Film more conciliatory
Unlike the book, the film is much more conciliatory in tone, with both finding the right women at the end. It also avoids much of the radicalism and repugnance that made the novel such a sensation.
Michel is reunited with his childhood friend Annabelle (played by Potente), and Bruno finds love, albeit temporarily, in the form of Christiane (Gedeck), who he gets to know at a nudist spiritual camp.
Roehler admits he's toned down the on-screen adaptation of Elementary Particles
Director Oskar Roehler said he could relate to Houellebecq's pessimism.
"The question of whether it's filmable or not, wasn't important for me. It simply fascinated me," Roehler said, adding that he saw himself as something of a pessimist too. "Forced optimism in the face of the current social situation is strange to me," said the director, who took five years to make the movie.
At the same time, Roehler admitted that the film deliberately steers clear of the extreme darkness of the book.
"I find it interesting to show what people do when they are in deep shit," said Roehler. "But the completely fatalistic tone of the book couldn't be just taken over," Roehler said. "Houellebecq gives us a key to understanding society that I find absolutely brilliant," Roehler said.
"But I didn't want to take over Houellebecq's moral. We didn't want to leave our protagonists in the lurch. Our film doesn't deny faith in mankind."
Producer Bernd Eichinger pointed out that the whole point had been to present an overall impression of Houellebecq's work. "You can't film social criticism, only melodramas," Eichinger said.
"Huge testimony to love"
Of all the actors present on stage, Martina Gedeck -- who plays Bruno's true love Christiane, a sexually-uninhibited woman secretly battling a serious illness -- was the most enthusiastic about the film.
Martina Gedeck and Moritz Bleibtreu
"Christiane has no sentimental expectations. She's a good loser and how she and Bruno find each other is a huge testimony to love," Gedeck said.
Frank Potente, who became known to international audiences as the sprinting redhead in "Run Lola Run" and also starred in "The Bourne Identity" alongside Matt Damon, said she was excited about being represented at the competition category of the Berlinale for the first time.
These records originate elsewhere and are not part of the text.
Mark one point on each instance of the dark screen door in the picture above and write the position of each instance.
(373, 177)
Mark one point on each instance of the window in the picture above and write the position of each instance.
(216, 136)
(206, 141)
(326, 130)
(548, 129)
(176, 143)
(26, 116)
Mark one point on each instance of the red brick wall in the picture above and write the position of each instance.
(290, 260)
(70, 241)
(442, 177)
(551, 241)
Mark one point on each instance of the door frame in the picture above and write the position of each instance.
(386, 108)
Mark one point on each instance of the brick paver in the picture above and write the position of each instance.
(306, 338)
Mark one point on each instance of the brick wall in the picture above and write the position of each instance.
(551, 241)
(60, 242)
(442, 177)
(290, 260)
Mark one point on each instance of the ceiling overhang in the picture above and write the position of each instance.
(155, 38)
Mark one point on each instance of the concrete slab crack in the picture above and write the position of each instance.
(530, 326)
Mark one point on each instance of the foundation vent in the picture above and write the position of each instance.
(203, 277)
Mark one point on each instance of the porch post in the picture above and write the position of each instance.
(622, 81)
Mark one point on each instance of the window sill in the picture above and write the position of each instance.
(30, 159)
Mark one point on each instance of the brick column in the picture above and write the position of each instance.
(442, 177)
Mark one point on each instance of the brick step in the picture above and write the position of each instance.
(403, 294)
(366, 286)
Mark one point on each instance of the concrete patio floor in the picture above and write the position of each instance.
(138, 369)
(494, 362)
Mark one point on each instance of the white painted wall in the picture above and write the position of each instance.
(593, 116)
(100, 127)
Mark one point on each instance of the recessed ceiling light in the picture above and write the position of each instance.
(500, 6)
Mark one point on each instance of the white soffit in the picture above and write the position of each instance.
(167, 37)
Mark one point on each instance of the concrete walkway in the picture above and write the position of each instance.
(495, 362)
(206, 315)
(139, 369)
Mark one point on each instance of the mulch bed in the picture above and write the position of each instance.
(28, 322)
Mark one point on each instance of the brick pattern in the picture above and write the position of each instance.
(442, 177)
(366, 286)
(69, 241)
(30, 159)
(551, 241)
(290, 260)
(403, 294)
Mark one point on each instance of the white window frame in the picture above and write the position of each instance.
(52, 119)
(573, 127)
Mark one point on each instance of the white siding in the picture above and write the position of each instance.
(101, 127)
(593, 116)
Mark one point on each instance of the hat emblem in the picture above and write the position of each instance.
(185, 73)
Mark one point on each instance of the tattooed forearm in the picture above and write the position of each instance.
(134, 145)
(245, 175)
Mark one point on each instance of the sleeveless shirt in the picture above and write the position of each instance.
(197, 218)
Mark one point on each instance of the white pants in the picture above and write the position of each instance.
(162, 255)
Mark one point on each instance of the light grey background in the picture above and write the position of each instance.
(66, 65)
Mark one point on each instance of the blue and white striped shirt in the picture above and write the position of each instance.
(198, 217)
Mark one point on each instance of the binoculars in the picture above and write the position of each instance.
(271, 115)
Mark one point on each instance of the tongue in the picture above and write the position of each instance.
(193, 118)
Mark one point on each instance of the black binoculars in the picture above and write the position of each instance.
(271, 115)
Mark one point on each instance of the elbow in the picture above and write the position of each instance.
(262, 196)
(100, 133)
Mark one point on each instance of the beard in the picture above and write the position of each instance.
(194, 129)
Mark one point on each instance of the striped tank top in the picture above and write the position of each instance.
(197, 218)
Potente delivers a somewhat wooden performance in "Elementary Particles" as Annabelle, a 30-plus lonely librarian in Berlin.
Critics slam film
Despite its overwhelming star appeal, the film has largely received poor reviews in Germany.
The Berlin-based newspaper Die Welt called the film "really straight, almost drab," saying the punch was missing. "The most trenchant scenes have been removed, others rendered harmless, the whole thing generally toned down. Houellebecq has been given some really gentle treatment."
"The most impressive thing about 'Elementary Particles' is Nina Hoss' face mask," wrote news magazine Der Spiegel, referring to Hoss' decay as she lies on her death bed in one scene, her aged face mottled with bulging veins.
"Houllebecq, the cynic, drove his protagonists into the abyss with glee. Roehler, the director, on the other hand has sympathy with his characters," it wrote.
"All that the spectator is left with is the recognition that you can't film ' Elementary Particles'."